7 Responses to “WTF is that? #12”

  1. DanRR Says:

    It’s an ALSRC, Apollo Lunar Sample Return Container also referred as “rock box”.
    http://www.nasm.si.edu/events/apollo11/objects/apolloartifact.cfm?id=A19710814000

  2. Gaijiniji Says:

    Is it a case for holding radioactive material?

  3. admin Says:

    @Dan. Yes it is!

    And suitably impressive it is too. Often items designed to transport precious objects are disappointing wooden crates, but this box is absolutely perfect.

    If it had been made by a Hollywood prop designer I would have thought that it was too overblown. But its the real thing, and with its Swiss bank vault like protection it is a thing of beauty.

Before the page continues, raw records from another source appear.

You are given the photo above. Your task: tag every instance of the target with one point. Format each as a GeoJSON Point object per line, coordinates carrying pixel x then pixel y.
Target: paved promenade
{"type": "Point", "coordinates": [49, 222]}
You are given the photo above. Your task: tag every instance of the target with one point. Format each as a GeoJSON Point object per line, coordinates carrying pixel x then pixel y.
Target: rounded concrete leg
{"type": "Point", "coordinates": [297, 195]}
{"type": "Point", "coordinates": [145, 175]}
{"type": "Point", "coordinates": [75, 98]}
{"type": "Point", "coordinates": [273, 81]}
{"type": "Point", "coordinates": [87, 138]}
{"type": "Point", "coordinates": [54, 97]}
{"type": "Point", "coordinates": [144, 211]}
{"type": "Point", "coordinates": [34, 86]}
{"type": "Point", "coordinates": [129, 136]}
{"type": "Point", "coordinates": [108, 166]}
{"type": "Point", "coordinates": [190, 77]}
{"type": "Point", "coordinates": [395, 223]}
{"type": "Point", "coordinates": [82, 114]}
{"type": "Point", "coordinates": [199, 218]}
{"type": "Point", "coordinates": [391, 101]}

    Happy 40th birthday rock box that rocks!

  4. Ryan Says:

    This would be perfect for my collection of ch.. I mean porn. Just normal porn.

  5. BRUCE CREE Says:

    it’s one piece of my gf’s luggage (a container inside of a container)

  6. Mighty Mike Says:

    Right the first time. It’s the case used to bring back lunar rocks to Earth. Then again, I’m in the biz, so have a slight edge.

  7. Shawn Says:

    As a custom case designer by trade, I’m impressed. Altho I could do without the banding across the top, but if it makes them feel better, so be it. Pelican take notice!